Thomas Aquinas College Student Who Died Spent Final Night Visiting Jesus in the Tabernacle
It was this intentional living that brought this young man to the chapel the night before he died, a place he often came to spend time with Christ.
As a young boy, Joseph Malcolm Weinkopf was a good brother. Experiencing the joys of a large Catholic family, he was the third child to Mary Kate and Chris Weinkopf, and he relished being the older sibling to four more who would come along by the time he was 11.
Although he “forged deep friendships” with his older brother and sister, his parents say “he was endlessly inventive in devising games to play with his younger siblings, and they cheered him on as he worked his way up the ranks” in countless sports, including baseball, soccer and track.
The tragic news of his passing came last weekend, but it’s a reality that Joseph faced living with epilepsy, as his parents detailed in an obituary published Jan. 20 about their dear son.
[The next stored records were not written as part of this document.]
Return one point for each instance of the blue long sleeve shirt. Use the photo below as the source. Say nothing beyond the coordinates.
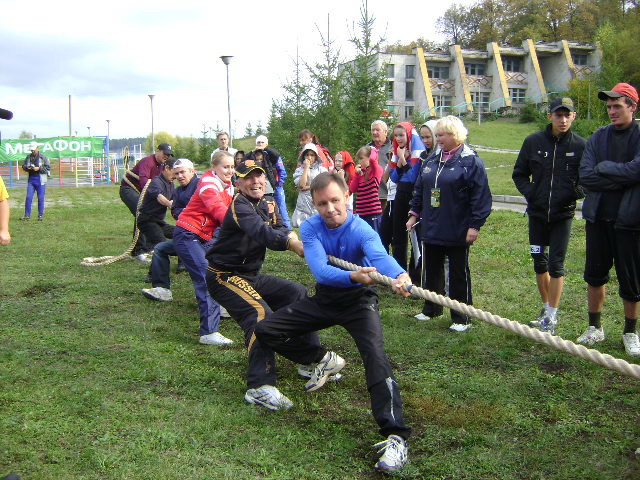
(354, 241)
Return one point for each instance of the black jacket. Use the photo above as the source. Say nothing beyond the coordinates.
(151, 210)
(546, 173)
(599, 174)
(248, 229)
(271, 157)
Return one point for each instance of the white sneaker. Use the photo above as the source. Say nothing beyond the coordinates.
(158, 293)
(215, 338)
(591, 336)
(549, 325)
(268, 396)
(143, 257)
(459, 327)
(330, 364)
(631, 344)
(395, 454)
(538, 321)
(305, 371)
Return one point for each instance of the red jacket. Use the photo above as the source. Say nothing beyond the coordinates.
(146, 169)
(205, 211)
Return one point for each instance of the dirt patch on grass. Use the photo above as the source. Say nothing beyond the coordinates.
(439, 410)
(37, 290)
(554, 367)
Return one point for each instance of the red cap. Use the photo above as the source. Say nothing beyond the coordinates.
(620, 90)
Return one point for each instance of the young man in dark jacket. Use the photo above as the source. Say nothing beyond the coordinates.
(158, 198)
(546, 173)
(251, 225)
(610, 173)
(160, 263)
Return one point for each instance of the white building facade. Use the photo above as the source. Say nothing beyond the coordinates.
(461, 80)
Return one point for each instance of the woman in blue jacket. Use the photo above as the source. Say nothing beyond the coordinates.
(452, 201)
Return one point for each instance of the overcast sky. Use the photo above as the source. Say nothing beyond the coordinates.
(109, 56)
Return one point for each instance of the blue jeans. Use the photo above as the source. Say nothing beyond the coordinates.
(34, 185)
(191, 249)
(160, 264)
(278, 195)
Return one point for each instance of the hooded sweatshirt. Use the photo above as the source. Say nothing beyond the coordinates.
(405, 176)
(207, 206)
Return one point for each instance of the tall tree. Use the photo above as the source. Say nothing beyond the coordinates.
(326, 92)
(364, 83)
(453, 24)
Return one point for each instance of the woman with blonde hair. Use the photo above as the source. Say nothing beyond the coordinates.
(452, 201)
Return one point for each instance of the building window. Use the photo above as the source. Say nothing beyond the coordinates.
(410, 71)
(483, 97)
(409, 91)
(474, 68)
(438, 71)
(579, 58)
(442, 105)
(517, 95)
(408, 112)
(390, 70)
(511, 64)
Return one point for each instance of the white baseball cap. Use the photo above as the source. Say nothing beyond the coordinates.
(183, 163)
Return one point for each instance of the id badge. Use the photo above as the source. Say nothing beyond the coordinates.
(435, 197)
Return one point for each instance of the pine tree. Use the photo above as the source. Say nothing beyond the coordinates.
(364, 83)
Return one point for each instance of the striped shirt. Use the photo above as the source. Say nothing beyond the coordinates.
(367, 198)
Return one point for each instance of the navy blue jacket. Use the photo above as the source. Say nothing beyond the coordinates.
(599, 174)
(465, 198)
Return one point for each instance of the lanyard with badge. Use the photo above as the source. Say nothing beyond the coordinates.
(435, 191)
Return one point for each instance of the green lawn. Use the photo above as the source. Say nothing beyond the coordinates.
(499, 168)
(100, 383)
(503, 133)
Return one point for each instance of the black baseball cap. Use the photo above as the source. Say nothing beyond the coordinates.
(245, 167)
(561, 102)
(166, 148)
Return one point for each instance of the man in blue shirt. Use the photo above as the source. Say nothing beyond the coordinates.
(344, 298)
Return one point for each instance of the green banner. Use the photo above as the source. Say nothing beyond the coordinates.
(54, 147)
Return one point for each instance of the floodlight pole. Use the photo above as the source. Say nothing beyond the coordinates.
(226, 59)
(153, 138)
(108, 121)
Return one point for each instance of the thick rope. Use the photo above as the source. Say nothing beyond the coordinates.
(619, 365)
(108, 259)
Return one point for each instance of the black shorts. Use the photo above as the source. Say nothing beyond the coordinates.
(548, 242)
(608, 246)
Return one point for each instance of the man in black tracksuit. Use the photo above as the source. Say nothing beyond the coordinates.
(610, 174)
(546, 173)
(251, 225)
(157, 199)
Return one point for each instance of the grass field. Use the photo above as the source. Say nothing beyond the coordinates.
(503, 133)
(100, 383)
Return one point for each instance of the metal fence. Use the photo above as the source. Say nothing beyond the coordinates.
(77, 172)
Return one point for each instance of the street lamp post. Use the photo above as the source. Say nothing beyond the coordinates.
(226, 59)
(479, 104)
(108, 121)
(153, 138)
(440, 84)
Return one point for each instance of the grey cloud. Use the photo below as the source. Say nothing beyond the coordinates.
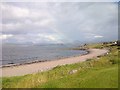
(70, 21)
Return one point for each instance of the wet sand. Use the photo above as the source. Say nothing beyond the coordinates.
(43, 66)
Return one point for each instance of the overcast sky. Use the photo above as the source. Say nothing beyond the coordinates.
(58, 22)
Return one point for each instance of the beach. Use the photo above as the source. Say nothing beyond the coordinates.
(43, 66)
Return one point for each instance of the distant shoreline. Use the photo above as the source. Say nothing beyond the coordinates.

“Joe had always borne his condition graciously, calling it his ‘cross to bear’ and accepting the treatments and limitations it imposed, while determined not to let them impede a life lived to the fullest. He went to bed each night knowing there was a chance, even if only small, that he would not rise the next morning.”
And it was this intentional living that also brought this young man to the chapel the night before he died, a place he often came to spend time with Jesus in the tabernacle.
“On the last night of his earthly life, he joined his friends in chalking Epiphany blessings above every door in their residence hall, ebulliently singing Christmas carols along the way,” enjoying his college career within the halls of Thomas Aquinas College in Santa Paula, California, where Joseph was born and raised.
“Later, after completing a work-study shift at the campus coffee shop, he came to the Chapel, where he prayed before the tabernacle until curfew.”
The family learned of “Joe’s death the next morning from an epileptic seizure” on January 16, 2026 inside his dorm at Thomas Aquinas College.
It was on this campus that Joseph began to truly blossom, his parents recounted, having enrolled in the school during fall 2024. As he matured physically on the field, he made dear friends as they read the Great Books together, “treasuring profound conversations with his classmates and relishing all his classes, especially theology.”
It was in the arena of his Catholic faith where “Joe grew the most while at the College with daily Mass and nightly visits to the dorm chapel,” the obituary reads.
He even challenged himself this winter, taking up “the Exodus 90 spiritual exercise and found himself drawn closer to God through the increased devotions and asceticism.”
And it was in these small, intentional acts that Joseph poured his strength into the most important relationship one can have, with Jesus.
“Perhaps that’s why,” his parents mused, “inspired by his reading of St. Augustine’s reflections on death and salvation in Sophomore Theology — he worked so hard to foster the spirit of surrender that would prepare him to meet His Lord.”
Joseph’s family gathered at a wake Thursday to bid farewell to their beloved son and brother. Stories told through tears about his insatiable appetite for sports of any kind and how he was “blessed with a knack for listening and understanding others.” Friends and family remember how “he sang with the local homeschool choir, learned the guitar, and performed in two productions of the Santa Paula Junior Musical Theatre Company” and countless other memories.
And as we keep Joseph and his family in our hearts and prayers today, may we also take a moment and remember this young man’s profound faith, borne from a family who spent every Sunday at St. Sebastian Catholic Church, where a young Joe “had taught dozens of younger boys how to serve Mass at the altar.”
May we be inspired to be as intentional as Joseph was and make time every day for Jesus, so one day when we are all called home, we can be “forever thankful for this preparation,” just as this young man’s parents are today.